Solace

Armand’s First Letter. Amelia’s First Letter.

14 March 1022, 22 Merton Street, Edenford

My dearest cousin Armand,

Edenford is filled with glorious architecture. The colleges look like abbeys and monasteries, their libraries like temples to learning and scholarship, the Cadwallian Library like a cathedral close. I walked past the parish church of St. Roger on my way to the Cadwallian for weeks before discerning that it was in fact a church, and not simply another college building. Every bit of it is is a delight to the eyes.

But I am finding my joy in quite another place—on a back street, in a humble brick structure with tiny round windows rather than majestic expanses of stained glass, and a discreet cross over the doorway instead of a majestic spire. It is the only sanctuary of the Old Religion in all Edenford, and possibly in all of Edenfordshire. Its name is St. Isidore. It is suffered to be here for the use of visiting scholars from abroad, and for a very few students; and now for me.

I have written as if my struggles with my powers and my temper were at an end; as if I have so mastered myself that I may glide through my days with an absolute serenity. I do strive to conduct myself so, outwardly; but within I am frequently a consuming fire. Not even my Maximilian is immune from my inward displeasure—a displeasure I must force down, and express in only the calmest and most placid of ways, lest the burning within become the burning without.

I could not have done it at L’École without the solace of the chapel; and I cannot do it here without the solace of St. Isidore’s—though my visits take place by daylight rather than in the dark of night. I am daily surrounded by irritation and outrage, from Dr. Peterson’s clumsy advances to the supercilious and condescending air of the clerks at the Cadwallian to my little Jane’s cries and shrieks to my beloved Maximilian’s less pleasant habits.
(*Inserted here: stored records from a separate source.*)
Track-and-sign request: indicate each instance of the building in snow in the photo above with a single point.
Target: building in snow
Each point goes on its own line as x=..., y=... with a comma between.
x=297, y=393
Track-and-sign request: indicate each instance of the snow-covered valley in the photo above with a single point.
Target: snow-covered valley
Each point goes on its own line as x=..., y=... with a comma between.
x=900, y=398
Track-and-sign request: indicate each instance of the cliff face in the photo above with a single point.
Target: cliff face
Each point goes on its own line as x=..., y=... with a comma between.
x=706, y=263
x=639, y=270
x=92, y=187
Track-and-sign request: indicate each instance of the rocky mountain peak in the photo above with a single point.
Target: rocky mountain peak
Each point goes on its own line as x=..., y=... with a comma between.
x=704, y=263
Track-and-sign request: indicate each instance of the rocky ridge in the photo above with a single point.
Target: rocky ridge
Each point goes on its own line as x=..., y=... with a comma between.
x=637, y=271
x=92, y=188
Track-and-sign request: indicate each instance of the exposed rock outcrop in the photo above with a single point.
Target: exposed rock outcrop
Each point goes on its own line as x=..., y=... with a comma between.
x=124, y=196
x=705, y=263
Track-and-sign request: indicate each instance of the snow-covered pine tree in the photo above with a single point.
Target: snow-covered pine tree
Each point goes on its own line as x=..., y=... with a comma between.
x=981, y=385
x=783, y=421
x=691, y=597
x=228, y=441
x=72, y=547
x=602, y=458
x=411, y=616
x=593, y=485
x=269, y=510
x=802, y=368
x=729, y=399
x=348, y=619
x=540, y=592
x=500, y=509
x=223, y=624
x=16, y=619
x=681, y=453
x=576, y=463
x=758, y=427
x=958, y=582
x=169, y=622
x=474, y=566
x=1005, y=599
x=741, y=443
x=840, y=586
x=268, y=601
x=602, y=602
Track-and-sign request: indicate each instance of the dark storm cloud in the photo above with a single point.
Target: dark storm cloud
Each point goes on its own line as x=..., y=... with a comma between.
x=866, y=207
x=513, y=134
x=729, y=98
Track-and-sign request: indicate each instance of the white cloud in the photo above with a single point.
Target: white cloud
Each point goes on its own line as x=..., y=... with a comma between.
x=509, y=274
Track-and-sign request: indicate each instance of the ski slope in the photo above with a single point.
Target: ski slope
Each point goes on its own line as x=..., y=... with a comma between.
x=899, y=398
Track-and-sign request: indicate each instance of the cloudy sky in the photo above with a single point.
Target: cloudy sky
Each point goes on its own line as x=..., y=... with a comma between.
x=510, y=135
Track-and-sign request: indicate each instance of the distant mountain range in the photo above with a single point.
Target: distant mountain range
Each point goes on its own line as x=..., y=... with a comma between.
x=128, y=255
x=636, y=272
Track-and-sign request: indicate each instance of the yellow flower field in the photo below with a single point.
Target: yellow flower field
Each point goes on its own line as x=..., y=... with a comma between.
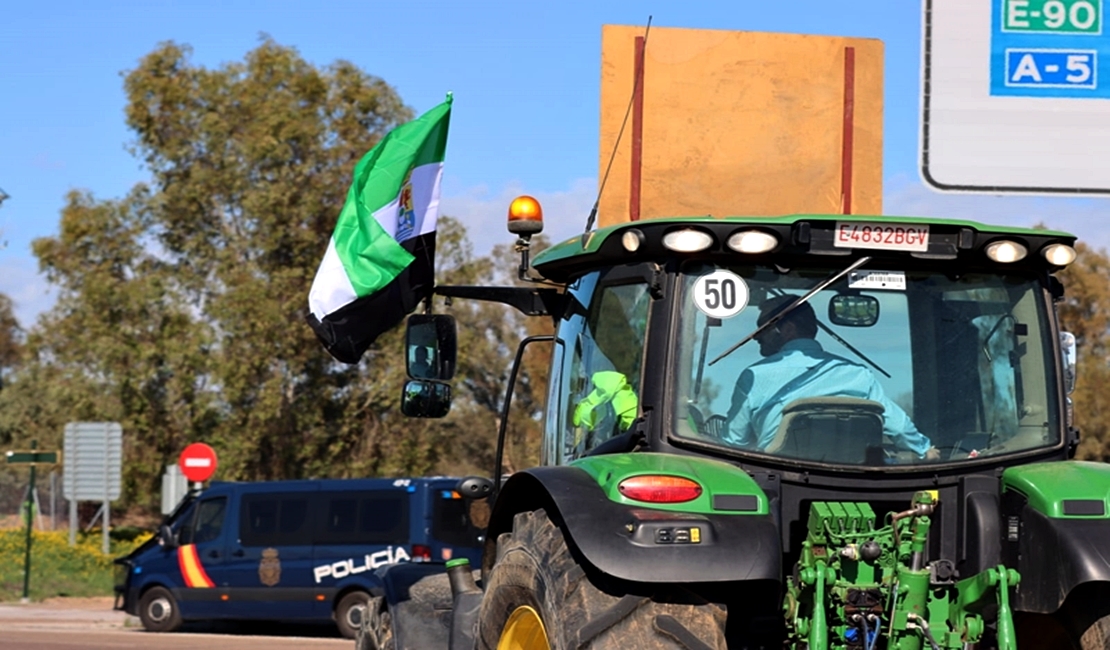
x=56, y=568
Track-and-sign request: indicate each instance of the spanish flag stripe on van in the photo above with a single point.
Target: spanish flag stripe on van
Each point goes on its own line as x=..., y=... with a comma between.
x=192, y=571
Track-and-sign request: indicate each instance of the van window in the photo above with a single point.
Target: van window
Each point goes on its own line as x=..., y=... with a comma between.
x=275, y=520
x=375, y=517
x=451, y=524
x=210, y=519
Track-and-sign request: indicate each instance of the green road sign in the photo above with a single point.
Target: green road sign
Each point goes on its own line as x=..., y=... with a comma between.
x=43, y=457
x=1061, y=17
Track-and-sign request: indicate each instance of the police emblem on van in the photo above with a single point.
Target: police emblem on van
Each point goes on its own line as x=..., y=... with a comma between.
x=270, y=568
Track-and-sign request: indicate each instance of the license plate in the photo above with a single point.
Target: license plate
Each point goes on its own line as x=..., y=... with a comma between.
x=892, y=236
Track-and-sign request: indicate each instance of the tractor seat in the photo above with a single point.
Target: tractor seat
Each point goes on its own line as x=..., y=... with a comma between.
x=843, y=430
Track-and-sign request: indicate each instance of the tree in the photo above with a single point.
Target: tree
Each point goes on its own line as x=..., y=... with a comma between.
x=1086, y=313
x=181, y=306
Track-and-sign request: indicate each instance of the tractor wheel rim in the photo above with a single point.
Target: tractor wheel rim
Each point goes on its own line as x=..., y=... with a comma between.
x=355, y=615
x=524, y=630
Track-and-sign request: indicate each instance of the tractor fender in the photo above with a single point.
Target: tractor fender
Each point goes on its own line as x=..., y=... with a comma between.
x=1057, y=556
x=1057, y=531
x=623, y=540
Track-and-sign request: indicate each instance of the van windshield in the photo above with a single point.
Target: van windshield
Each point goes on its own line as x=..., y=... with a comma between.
x=881, y=367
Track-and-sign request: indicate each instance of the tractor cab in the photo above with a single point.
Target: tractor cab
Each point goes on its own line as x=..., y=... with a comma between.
x=838, y=429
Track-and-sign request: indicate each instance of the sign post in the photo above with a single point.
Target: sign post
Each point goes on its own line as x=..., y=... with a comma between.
x=33, y=457
x=198, y=461
x=93, y=466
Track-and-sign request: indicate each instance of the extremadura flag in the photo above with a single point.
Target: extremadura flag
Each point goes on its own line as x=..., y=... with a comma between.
x=381, y=260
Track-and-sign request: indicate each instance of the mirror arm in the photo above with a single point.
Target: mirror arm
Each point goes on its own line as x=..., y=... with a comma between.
x=498, y=457
x=531, y=302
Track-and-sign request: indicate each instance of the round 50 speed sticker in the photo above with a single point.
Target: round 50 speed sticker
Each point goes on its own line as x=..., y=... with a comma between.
x=720, y=294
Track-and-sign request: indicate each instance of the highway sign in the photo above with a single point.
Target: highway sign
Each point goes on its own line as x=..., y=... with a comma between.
x=1013, y=97
x=93, y=460
x=198, y=461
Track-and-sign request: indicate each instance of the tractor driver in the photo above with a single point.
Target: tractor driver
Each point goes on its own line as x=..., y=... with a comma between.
x=795, y=365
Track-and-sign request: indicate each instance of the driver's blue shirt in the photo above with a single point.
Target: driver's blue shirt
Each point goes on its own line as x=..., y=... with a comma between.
x=804, y=369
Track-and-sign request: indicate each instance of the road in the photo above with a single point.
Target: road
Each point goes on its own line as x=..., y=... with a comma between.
x=71, y=623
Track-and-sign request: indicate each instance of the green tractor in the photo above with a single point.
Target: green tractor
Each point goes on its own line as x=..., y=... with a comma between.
x=813, y=432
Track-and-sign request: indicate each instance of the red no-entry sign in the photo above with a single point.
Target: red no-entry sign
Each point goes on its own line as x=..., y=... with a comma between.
x=198, y=461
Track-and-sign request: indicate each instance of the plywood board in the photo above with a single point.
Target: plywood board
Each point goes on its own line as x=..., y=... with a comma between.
x=740, y=123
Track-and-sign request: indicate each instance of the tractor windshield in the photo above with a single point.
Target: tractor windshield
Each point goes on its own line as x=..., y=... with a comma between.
x=879, y=367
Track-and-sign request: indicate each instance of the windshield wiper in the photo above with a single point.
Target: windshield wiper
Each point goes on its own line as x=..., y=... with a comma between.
x=793, y=306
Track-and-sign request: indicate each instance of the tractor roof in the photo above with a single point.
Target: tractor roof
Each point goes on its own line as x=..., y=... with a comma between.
x=603, y=246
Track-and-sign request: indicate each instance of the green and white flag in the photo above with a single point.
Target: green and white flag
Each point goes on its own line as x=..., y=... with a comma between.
x=381, y=260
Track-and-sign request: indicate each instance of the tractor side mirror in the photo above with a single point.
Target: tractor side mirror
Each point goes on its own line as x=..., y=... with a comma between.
x=854, y=310
x=425, y=398
x=167, y=538
x=1068, y=354
x=431, y=347
x=475, y=487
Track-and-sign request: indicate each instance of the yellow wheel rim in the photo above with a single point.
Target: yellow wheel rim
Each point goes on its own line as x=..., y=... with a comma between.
x=524, y=630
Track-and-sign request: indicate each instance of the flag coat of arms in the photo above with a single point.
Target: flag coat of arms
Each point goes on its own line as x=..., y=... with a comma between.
x=381, y=260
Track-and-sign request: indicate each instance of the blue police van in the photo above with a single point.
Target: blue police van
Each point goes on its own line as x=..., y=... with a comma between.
x=298, y=550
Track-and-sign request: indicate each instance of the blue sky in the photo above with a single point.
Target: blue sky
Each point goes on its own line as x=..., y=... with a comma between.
x=525, y=78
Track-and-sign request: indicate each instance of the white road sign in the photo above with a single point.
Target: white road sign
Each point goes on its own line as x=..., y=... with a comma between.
x=92, y=461
x=1016, y=97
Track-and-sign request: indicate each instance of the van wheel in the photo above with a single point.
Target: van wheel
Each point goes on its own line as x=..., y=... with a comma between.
x=158, y=610
x=350, y=612
x=376, y=629
x=538, y=597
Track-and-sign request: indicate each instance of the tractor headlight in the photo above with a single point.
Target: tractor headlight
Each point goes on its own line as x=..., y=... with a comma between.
x=1006, y=251
x=687, y=241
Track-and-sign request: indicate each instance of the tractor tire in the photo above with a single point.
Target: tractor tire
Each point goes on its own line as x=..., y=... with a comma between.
x=538, y=597
x=159, y=611
x=376, y=629
x=351, y=612
x=1097, y=637
x=1063, y=632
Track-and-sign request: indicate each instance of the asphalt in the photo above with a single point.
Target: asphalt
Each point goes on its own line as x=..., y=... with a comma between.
x=70, y=623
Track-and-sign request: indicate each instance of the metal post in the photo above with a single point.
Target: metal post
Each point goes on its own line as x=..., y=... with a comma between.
x=27, y=555
x=103, y=521
x=103, y=524
x=53, y=499
x=72, y=521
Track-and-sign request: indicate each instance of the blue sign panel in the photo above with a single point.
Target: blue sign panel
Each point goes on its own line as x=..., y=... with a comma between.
x=1048, y=48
I am learning to take these things in stride—and in truth, few of them are truly blameworthy. I married my Maximilian knowing that I was marrying his faults as well as his virtues; little Jane is a child with a child’s ways; and to the Cadwallian clerks I am both a woman and an outsider, a fellow of no college. It is their charge to protect the library’s holdings; they would have little more respect for me if I were a don.

Dr. Peterson is a separate case; but him I may gratefully leave to Maximilian’s correction.

The fire wants to rise, Armand; it is only in the Presence that it subsides and is at peace. And, I have discovered, I can find it nowhere else here but at St. Isidore’s. I have visited St. Roger’s, and the chapel at Veronica’s College; and I have found no more solace in those places than in the libraries or quadrangles. I feel no Presence, but only absence.

I wrote you last month that we were compelled to leave our rooms in college, and gave you the reasons, all of them valid reasons; but what truly compelled us was not the will of Dr. Tillotson’s colleagues, but the distance from our rooms to the humble sanctuary of St. Isidore.

I rise early and attend Mass before I begin my work for the day; I often spend an hour there in the afternoon, or longer if the day has been particularly troublesome. It helps, Armand. It brings me balance, and peace, and gives me joy and strength; and this is a very good thing, for incinerating a lecturer in Ancient Cumbrian Literature is not at all the done thing, and would bring shame to my family.

As well as putting an end to my research.

Do pray for me, Armand, I beg of you.